L'adoption de la loi du 10 août 2007 relative aux libertés et aux responsabilités des universités montre à nouveau l'utilité du régime des fondations. La fondation est un acte par lequel une ou plusieurs personnes physiques ou morales décident d'affecter une somme d'argent ou des biens à la réalisation d'une œuvre d'intérêt général à but non lucratif. Elle se distingue ainsi de la société par son but d'intérêt général et non-lucratif. Nécessairement dotée d'un patrimoine, elle est différente de l'association qui est avant tout le regroupement de personnes physiques ou morales en vue de la réalisation d'un projet commun. La fondation agit pour l'intérêt général comme un corps intermédiaire au carrefour de l'individu, de l'entreprise et des pouvoirs publics.
Elle s'inscrit parfaitement dans le cadre de la réforme nécessaire de l'université. Nos universités manquent cruellement de moyens et l'Etat ne semble pas prêt à tout financer. La fondation peut alors permettre aux universités de diversifier leurs ressources.
Les universités pouvaient déjà participer à une fondation reconnue d'utilité publique, à une fondation de coopération scientifique, ou, par le biais d'une filiale, à une fondation d'entreprise. La loi nouvelle crée deux modèles de fondations : la fondation universitaire et la fondation partenariale.

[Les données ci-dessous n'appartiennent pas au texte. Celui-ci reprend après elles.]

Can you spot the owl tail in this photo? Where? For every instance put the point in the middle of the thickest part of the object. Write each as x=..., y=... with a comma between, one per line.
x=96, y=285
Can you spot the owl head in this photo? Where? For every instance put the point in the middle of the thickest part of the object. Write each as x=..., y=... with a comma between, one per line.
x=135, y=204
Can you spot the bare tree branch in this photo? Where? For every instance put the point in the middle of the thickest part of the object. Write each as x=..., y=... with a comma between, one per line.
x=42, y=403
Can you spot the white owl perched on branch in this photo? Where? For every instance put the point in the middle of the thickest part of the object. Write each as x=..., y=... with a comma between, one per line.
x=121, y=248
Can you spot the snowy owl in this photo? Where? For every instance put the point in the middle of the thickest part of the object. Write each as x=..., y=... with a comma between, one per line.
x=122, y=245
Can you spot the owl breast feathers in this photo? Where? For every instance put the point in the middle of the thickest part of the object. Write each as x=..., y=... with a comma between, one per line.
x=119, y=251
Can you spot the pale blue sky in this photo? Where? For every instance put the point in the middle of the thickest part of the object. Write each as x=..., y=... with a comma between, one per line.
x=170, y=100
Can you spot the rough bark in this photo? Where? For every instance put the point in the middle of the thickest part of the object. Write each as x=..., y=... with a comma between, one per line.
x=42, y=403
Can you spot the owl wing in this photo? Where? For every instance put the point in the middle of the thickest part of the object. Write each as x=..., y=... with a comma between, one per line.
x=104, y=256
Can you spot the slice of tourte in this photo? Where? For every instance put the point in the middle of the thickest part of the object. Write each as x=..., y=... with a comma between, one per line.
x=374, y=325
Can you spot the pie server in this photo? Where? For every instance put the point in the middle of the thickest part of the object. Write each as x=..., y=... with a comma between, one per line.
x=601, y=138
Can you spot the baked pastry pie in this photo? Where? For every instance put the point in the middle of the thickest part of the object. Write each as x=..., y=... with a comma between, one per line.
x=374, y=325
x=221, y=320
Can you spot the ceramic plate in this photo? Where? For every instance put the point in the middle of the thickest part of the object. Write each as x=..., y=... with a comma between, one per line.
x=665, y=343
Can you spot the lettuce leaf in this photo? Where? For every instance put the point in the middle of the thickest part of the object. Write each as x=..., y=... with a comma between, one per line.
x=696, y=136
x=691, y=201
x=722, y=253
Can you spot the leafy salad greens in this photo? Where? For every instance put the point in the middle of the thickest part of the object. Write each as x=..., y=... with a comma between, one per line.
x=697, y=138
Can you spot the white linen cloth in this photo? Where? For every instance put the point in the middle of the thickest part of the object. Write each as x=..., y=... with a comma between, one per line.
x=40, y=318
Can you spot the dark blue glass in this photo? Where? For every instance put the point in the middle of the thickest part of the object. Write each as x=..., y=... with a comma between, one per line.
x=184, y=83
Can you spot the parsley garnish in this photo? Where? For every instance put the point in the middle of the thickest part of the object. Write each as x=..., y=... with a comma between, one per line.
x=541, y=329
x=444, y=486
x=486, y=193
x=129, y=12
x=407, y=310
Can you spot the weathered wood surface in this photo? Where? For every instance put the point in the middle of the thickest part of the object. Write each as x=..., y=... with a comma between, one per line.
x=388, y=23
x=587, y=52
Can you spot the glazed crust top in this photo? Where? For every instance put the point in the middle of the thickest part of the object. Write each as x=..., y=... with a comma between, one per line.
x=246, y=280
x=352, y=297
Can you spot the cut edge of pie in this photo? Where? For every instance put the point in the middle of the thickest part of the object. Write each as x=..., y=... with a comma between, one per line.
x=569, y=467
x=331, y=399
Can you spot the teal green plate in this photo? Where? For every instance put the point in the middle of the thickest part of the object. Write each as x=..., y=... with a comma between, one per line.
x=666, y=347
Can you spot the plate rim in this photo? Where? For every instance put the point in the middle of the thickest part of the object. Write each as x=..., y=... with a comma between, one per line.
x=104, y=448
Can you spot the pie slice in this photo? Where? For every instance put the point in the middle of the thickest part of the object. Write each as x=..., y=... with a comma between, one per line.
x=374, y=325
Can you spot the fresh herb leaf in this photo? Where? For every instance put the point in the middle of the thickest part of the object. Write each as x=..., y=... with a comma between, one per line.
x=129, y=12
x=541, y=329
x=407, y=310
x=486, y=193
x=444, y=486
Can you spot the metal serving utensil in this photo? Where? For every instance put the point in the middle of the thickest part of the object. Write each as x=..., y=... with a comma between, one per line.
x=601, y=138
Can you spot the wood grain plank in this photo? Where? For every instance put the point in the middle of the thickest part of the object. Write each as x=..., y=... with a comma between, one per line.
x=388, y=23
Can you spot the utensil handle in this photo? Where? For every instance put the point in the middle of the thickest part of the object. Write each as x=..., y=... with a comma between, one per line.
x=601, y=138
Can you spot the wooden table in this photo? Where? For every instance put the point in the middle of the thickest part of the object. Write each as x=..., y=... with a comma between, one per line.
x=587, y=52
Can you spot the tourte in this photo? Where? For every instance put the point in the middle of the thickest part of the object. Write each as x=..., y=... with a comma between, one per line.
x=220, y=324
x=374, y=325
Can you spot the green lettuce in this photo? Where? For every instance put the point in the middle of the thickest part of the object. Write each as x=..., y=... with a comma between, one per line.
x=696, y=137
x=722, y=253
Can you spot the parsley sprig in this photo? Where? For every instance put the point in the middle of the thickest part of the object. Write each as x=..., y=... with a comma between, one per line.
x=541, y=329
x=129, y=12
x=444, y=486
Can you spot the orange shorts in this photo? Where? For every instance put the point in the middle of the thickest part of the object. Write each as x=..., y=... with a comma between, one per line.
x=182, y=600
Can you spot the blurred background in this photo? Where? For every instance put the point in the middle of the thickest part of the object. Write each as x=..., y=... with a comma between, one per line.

La première est fondée sur un régime proche de la fondation reconnue d'utilité publique, à la différence notable qu'elle n'a pas la personnalité morale. Elle apparaît alors comme un service de l'université. L'absence de personnalité morale permettrait d'alléger les coûts, la gestion administrative et financière de la fondation étant directement assurée par les services de l'université, les comptes de la fondation restant soumis aux règles de gestion privée. Elle présente l'inconvénient de limiter la faculté d'action de la fondation qui ne pourra contracter en son nom propre. La fondation universitaire devrait plutôt convenir aux universités souhaitant maintenir un contrôle étroit sur le financement et le fonctionnement de la fondation. Le choix de la dénomination, fondation universitaire, souligne clairement qu'elle sera avant tout la fondation de l'université.
La seconde, dotée de la personnalité morale, est fondée sur un régime proche de la fondation d'entreprise, à la différence notable qu'elle peut bénéficier de dons et de legs de personnes autres que ses fondateurs. La fondation partenariale devrait convenir aux universités souhaitant développer une véritable collaboration à moyen terme avec des entreprises. Ainsi, les fondateurs s'engagent sur une durée d'au moins cinq ans. Les statuts doivent prévoir un programme d'action pluriannuel dont le montant ne peut être inférieur à 150.000 € sur cinq ans.
Si l'on voit bien l'utilité du régime des fondations pour les Universités (augmentation des sources de financement, attrait des meilleurs chercheurs...), il reste à convaincre les entreprises. Il y a tout d'abord une incitation fiscale. Les versements ouvrent droit à une réduction d'impôt de 60 % dans la limite de 5 ‰ du chiffre d'affaires. Il y a ensuite un intérêt commun à réduire le fossé entre l'université et l'entreprise afin que les formations soient adaptées aux besoins des entreprises. Des passerelles permettraient de multiplier les rencontres avec l'organisation de stages, un partage d'expériences... Les entreprises pourraient également tirer profit d'un partenariat étroit avec les laboratoires de recherche. La souplesse du régime de la fondation, les espaces de liberté contractuelle qu'il autorise devraient tout à fait convenir à une coopération entre l'Université et le secteur privé. La fondation est certainement un groupement méconnu et sous-utilisé en France. Il recèle pourtant de nombreux avantages que l'application de cette nouvelle loi permettra de découvrir.